CNC fala em tirar tributos de telecom; teles pensam em adiamento do Fistel

Foto: Pixabay

A Confederação Nacional do Comércio de Bens, Serviços e Turismo (CNC) formalizou ao governo uma lista de demandas para que o setor possa enfrentar a crise do Coronavírus e a forte desaceleração das atividades de serviço. Entre as medidas apontadas pela CNC como necessárias nesse momento está a desoneração de tributos federais de serviços de água, energia e telecomunicações. A medida está em linha com o que já se discute nos bastidores entre as operadoras de telecomunicações: um adiamento do pagamento do Fistel, que vence no final do mês (cerca de R$ 3 bilhões) como forma de ajudar as operadoras a terem caixa para enfrentar eventuais investimentos e inadimplência durante o período de crise, e o uso emergencial dos fundos setoriais (especialmente o Fust) para garantir o acesso. No pacote de medidas econômicas anunciadas nesta quarta, 18, para combater a crise, não houve referência a nada ligado aos serviços de telecom nem houve a participação do Ministério de Ciência, Tecnologia, Inovações e Comunicações.

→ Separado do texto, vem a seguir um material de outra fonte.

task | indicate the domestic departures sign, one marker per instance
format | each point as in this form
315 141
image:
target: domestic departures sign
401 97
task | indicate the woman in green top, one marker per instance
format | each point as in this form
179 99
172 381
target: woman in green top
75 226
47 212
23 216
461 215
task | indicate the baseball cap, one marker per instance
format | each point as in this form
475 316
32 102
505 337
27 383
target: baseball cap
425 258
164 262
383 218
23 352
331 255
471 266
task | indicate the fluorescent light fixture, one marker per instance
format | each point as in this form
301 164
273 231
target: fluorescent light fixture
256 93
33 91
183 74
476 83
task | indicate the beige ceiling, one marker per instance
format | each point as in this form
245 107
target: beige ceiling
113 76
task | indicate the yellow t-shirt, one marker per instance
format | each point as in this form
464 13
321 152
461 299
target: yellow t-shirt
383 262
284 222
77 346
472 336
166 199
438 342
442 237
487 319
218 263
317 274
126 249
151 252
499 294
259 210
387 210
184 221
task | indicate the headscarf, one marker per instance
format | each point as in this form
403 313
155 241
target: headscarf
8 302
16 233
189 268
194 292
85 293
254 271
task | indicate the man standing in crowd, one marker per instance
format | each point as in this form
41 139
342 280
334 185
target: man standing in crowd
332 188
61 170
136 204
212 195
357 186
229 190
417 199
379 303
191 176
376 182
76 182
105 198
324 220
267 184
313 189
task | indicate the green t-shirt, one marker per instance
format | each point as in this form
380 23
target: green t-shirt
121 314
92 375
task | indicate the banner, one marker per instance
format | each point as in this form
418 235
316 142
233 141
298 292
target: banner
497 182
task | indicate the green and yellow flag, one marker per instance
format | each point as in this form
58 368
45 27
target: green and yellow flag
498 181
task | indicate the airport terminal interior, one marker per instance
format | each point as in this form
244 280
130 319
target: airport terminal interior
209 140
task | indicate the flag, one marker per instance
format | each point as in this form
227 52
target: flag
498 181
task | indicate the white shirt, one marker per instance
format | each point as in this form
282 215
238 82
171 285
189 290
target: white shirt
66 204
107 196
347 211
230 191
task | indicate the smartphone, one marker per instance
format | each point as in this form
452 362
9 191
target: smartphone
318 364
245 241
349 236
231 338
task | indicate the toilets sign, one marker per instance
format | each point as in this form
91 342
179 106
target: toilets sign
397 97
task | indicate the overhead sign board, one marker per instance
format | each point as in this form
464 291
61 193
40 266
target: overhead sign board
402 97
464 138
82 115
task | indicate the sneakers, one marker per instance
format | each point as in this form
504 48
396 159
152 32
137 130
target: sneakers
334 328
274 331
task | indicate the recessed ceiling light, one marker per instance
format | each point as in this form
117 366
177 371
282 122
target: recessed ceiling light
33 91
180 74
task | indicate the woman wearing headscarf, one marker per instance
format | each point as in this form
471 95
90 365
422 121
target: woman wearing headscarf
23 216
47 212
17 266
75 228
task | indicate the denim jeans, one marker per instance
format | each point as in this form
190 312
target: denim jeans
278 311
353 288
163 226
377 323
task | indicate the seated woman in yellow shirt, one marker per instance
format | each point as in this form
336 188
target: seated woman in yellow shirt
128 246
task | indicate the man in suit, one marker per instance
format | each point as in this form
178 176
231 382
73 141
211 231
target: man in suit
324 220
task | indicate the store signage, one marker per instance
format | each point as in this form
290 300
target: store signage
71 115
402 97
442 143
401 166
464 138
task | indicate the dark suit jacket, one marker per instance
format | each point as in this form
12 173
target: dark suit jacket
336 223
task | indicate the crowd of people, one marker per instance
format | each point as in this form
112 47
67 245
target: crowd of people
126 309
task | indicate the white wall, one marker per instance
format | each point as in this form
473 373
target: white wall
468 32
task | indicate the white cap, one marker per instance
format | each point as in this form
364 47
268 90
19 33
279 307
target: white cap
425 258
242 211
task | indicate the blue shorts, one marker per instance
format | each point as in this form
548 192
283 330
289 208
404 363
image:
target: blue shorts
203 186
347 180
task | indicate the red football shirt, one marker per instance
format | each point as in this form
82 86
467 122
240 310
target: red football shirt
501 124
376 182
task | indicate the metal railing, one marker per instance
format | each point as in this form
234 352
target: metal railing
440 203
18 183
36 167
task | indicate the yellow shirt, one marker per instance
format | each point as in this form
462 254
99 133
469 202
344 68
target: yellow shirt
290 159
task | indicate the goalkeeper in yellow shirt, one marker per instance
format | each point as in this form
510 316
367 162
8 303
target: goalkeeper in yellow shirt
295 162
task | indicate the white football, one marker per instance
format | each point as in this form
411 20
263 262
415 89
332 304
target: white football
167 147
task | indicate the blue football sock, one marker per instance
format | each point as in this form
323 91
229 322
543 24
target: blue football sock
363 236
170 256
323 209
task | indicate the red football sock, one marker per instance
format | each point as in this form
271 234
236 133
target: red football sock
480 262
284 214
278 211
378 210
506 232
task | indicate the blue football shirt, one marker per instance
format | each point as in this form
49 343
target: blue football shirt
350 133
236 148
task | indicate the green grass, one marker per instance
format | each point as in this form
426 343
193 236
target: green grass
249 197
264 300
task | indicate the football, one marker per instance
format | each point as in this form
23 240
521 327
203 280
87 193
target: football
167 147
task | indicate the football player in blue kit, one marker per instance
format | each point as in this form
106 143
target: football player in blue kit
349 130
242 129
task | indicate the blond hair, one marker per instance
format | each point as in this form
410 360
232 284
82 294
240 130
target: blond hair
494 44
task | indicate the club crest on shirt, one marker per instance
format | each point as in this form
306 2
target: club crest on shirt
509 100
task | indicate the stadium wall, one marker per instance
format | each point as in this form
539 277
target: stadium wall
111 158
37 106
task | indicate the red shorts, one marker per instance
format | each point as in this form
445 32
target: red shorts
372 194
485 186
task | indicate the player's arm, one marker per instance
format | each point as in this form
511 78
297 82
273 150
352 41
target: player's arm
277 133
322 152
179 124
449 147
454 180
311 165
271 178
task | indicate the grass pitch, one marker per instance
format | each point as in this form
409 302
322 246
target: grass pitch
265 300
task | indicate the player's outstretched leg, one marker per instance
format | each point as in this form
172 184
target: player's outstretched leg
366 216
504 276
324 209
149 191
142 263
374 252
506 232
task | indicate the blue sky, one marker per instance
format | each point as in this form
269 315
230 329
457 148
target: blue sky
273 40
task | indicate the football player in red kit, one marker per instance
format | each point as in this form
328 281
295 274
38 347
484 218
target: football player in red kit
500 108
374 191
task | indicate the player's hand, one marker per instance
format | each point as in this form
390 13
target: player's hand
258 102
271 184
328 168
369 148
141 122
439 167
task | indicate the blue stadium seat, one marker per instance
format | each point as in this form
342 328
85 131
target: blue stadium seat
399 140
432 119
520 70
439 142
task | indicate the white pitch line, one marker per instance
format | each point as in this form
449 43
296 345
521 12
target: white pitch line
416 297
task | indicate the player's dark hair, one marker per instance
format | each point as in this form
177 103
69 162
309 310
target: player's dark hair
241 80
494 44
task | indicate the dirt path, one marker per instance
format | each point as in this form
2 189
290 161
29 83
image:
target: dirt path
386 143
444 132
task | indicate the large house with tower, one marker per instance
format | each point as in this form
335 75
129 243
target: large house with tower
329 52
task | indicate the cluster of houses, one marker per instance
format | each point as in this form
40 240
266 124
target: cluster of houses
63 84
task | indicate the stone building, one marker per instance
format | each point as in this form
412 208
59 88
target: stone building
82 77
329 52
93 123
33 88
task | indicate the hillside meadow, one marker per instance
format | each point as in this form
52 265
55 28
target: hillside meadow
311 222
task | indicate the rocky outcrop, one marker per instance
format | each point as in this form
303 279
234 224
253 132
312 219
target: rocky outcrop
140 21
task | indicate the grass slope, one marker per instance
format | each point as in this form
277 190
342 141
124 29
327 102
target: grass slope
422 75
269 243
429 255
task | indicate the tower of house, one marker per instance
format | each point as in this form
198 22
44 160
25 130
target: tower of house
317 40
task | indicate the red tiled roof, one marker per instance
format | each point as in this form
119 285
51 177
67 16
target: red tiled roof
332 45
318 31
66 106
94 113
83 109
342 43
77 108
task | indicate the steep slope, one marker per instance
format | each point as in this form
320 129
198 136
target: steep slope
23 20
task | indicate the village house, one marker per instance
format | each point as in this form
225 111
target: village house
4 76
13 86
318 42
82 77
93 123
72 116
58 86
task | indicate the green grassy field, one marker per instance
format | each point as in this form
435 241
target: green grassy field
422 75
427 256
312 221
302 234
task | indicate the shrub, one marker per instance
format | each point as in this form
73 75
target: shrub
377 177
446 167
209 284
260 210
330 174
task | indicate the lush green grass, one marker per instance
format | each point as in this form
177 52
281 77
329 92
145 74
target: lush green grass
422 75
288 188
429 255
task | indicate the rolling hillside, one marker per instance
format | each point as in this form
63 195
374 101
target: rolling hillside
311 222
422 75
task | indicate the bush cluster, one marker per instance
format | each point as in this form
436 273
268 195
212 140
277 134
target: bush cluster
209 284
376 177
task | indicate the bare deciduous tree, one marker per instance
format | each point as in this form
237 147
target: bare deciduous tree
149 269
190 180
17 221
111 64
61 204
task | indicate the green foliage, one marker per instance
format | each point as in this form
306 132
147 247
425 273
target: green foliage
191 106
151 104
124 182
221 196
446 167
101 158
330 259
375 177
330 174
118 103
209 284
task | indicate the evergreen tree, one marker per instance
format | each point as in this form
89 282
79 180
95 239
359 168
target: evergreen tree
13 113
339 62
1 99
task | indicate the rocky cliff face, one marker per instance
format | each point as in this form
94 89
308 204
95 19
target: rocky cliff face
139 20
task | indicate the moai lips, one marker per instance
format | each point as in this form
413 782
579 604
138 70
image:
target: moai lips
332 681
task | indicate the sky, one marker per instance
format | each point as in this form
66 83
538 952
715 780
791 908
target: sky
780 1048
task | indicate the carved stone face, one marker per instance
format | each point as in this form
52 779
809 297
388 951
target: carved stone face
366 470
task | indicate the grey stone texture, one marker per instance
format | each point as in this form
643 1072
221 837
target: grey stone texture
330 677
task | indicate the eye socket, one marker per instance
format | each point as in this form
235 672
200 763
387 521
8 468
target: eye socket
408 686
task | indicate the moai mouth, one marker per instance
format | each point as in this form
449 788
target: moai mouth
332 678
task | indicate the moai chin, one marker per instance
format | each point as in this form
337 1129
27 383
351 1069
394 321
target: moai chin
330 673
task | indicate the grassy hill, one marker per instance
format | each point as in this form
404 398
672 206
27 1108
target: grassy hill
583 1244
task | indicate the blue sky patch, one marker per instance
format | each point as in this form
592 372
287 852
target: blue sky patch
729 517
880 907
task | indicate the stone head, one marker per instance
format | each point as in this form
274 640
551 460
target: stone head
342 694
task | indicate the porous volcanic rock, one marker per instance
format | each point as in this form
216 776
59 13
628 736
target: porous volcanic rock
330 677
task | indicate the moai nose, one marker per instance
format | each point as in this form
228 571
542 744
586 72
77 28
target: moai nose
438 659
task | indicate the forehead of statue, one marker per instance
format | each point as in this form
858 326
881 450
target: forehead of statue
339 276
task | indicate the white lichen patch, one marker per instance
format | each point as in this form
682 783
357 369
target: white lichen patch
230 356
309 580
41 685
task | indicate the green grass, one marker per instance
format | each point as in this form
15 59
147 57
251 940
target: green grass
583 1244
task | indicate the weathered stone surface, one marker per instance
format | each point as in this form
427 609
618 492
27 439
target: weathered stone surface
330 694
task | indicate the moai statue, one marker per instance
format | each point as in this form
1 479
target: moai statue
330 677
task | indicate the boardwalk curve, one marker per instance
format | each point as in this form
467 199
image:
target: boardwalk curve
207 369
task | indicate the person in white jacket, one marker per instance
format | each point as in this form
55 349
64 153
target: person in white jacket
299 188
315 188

Confira a lista de sugestões da CNC:

  • postergar o envio das obrigações acessórias e do recolhimento do imposto de renda e demais contribuições federais, das pessoas jurídicas e físicas, pelo prazo de 180 dias;
  • implementar programa de regularização tributária, com parcelamento dos tributos federais pelo prazo de 120 meses e redução total de multas e juros, para todas as empresas, especialmente para as micro e pequenas empresas, inclusive as que optam pelo Simples Nacional, com carência inicial de 180 dias para pagar a primeira parcela;
  • diminuição dos tributos federais incidentes sobre a concessão de serviços públicos (energia elétrica, água e telefonia); e
  • desoneração de medicamentos.
  • liberação de saque de até 50% do FGTS a todos os trabalhadores e possibilidade de aquisição de mais de um imóvel no mesmo município;
  • reinserção do lay off – com o comprometimento das empresas que aderirem ao programa de garantir a estabilidade a seus trabalhadores por período a ser acordado, salvo desligamentos por justa causa; e
  • desobrigação de registro de ponto eletrônico durante o período de crise.
  • Desenvolver medidas que possibilitem o setor financeiro/bancário privado e público a conceder créditos facilitados, preferencialmente sem juros ou com custos alinhados com a taxa básica, subsidiados pelo poder público, com seis meses de carência, que possam garantir o fluxo de caixa/capital de giro das empresas, especialmente para as micro e pequenas empresas;
  • linha de crédito especial para os empresários do comércio, com carência de 24 meses para início do pagamento;
  • aumento do limite de crédito consignado, provisoriamente, para 40% do salário ou benefício;
  • criação de linha de crédito emergencial pelo BNDES; e
  • estudo de viabilização para alterar a sistemática de demanda energética.
  • prorrogação da validade de certidões negativas por mais seis meses, visando à habilitação das empresas em processos licitatórios e geração de caixa.